3. Challenge Management and Solution Development – Addressing information gaps, frequency and voltage stabilization, and system recovery following failures in a flexible and diverse electricity market (as demonstrated by case studies in this research).
4. Layered Optimization Modeling – Integrating electricity demand and supply data, risk and cost analyses, and flexible, homogeneous system management based on the projected electricity sector structure.

Data collection and implementation must align with overarching objectives and be integrated into the immediate work plans of all stakeholders in the electricity sector.

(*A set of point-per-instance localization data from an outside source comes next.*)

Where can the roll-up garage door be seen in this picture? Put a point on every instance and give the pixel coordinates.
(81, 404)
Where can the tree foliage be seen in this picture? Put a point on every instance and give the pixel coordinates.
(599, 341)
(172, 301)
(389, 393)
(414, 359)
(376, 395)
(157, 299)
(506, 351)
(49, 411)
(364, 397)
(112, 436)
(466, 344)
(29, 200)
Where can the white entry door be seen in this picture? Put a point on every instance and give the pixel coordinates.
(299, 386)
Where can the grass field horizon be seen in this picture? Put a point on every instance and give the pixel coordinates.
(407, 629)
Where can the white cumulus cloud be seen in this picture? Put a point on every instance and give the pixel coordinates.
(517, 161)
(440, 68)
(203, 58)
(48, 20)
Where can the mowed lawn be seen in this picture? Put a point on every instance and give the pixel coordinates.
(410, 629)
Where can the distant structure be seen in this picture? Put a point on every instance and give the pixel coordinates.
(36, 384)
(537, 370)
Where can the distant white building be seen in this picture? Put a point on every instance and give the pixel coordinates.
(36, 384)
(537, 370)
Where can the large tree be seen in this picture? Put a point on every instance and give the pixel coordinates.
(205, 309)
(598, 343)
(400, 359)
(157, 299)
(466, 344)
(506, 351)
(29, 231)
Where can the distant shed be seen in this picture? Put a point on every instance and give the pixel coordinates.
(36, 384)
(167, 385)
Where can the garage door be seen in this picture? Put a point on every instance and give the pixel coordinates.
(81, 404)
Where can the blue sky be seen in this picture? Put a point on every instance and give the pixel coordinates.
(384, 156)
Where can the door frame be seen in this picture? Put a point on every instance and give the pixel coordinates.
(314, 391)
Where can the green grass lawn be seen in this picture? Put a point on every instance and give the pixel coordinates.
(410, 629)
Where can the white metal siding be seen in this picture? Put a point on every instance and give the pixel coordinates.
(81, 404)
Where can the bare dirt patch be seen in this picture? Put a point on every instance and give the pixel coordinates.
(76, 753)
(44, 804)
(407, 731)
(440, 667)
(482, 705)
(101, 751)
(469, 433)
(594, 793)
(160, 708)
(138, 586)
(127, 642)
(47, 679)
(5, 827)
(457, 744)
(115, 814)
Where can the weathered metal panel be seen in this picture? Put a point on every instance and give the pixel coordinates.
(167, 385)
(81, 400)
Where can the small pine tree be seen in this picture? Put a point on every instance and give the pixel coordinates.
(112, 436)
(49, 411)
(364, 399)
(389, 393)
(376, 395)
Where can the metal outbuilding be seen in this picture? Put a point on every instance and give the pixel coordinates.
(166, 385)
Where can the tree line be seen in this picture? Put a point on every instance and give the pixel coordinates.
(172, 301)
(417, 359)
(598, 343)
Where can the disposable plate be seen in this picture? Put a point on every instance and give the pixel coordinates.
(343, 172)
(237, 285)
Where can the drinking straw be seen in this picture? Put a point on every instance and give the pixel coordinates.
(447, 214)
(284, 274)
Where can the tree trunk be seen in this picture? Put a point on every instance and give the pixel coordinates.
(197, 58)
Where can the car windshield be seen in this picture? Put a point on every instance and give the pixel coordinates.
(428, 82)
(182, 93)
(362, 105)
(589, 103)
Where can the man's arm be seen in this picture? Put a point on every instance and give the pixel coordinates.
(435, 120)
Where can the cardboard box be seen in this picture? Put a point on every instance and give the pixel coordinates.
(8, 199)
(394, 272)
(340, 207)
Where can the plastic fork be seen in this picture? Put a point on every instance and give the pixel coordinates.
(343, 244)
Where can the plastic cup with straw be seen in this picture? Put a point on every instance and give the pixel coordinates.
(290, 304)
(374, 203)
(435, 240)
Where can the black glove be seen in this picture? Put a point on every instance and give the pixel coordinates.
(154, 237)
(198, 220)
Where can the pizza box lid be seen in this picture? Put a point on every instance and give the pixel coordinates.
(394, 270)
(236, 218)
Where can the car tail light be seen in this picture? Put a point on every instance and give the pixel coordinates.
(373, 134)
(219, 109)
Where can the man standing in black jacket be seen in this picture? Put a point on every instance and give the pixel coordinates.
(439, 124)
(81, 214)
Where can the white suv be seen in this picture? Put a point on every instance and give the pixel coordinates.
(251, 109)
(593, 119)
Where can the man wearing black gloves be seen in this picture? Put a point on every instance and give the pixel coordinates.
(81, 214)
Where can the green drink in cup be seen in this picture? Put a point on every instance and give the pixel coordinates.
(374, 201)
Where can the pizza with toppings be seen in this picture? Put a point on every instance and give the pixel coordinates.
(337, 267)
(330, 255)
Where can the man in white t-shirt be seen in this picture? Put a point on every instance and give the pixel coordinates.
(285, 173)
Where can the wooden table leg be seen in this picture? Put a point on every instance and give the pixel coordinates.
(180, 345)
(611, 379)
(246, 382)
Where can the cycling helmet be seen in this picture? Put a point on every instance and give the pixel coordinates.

Based on the required data collection and planning stages, the recommendations for Israel include the following:

1. Future Grid Planning
   • Defining a renewable-based future electricity sector and implementing it through a planning framework that incorporates objectives, costs, and risks, addressing local constraints within the modeling scenarios.
   • Designing a dynamic and flexible future grid that integrates diverse technologies, enabling prosumer-operated facilities for frequency and power balancing, mutual backup between regional microgrids, connections to biogas or hydrogen networks for backup, and comprehensive smart grid monitoring—including smart meters, fault prediction, and more.
2. Cost Reduction
   • Reducing peak demand as a primary strategy, achievable through decentralization and a flexible energy mix.
   • Internalizing external costs in electricity pricing and determining the generation mix based on production efficiency, in line with methodologies published by the Ministry of Energy.
   • Identifying risks and failures that generate operational costs and analysing their impact on the grid to inform appropriate solutions and their integration into scenario planning and implementation by the target year.
3. Regulation and Support
   • Maximizing opportunities presented by electricity sector reforms, such as promoting smart meter installation, decentralized prosumer management, the transition to electric vehicles, and industrial electrification.
   • Implementing regulatory measures to encourage land-use integration and technological innovations that reduce land requirements for electricity generation and diversify the energy mix at the regional level.
   • Introducing a carbon tax and allocating revenues to upgrade the electricity grid and develop microgrid-based infrastructure, helping to reduce peak demand, minimize failures, and enable decentralized demand management.
   • Gradual implementation of improvements and phased introduction of reform costs into electricity pricing, prioritizing execution stages based on their impact on consumers. The next decade will be critical in terms of cost implications, followed by a projected decline.
4. Supply Reliability
   • Undergrounding transmission lines exposed to damage, with quantitative research needed to assess vulnerabilities related to climate change (e.g., temperature fluctuations, wildfires, floods) and the associated cost-benefit analysis.
   • Establishing an oversight body to coordinate and ensure the integration of various plans within the electricity sector, as changes in decision-making and implementation timelines affect execution.
   • Locally managing demand and failures and establishing regional interconnections for backup, strategically distributing diverse prosumers within each region, and leveraging microgrids for localized management to reduce transmission congestion.
   • Balancing power and frequency using diverse methods beyond storage, including hydrogen, biogas, and waste-based backups, as well as dynamic management of available alternatives.

A comprehensive assessment of collected data and conclusions will ensure a data-driven planning process focused on the envisioned future electricity sector. By systematically evaluating risks and costs, this approach will facilitate the gradual development of the electricity market in the coming years, aligning with the target-year objectives.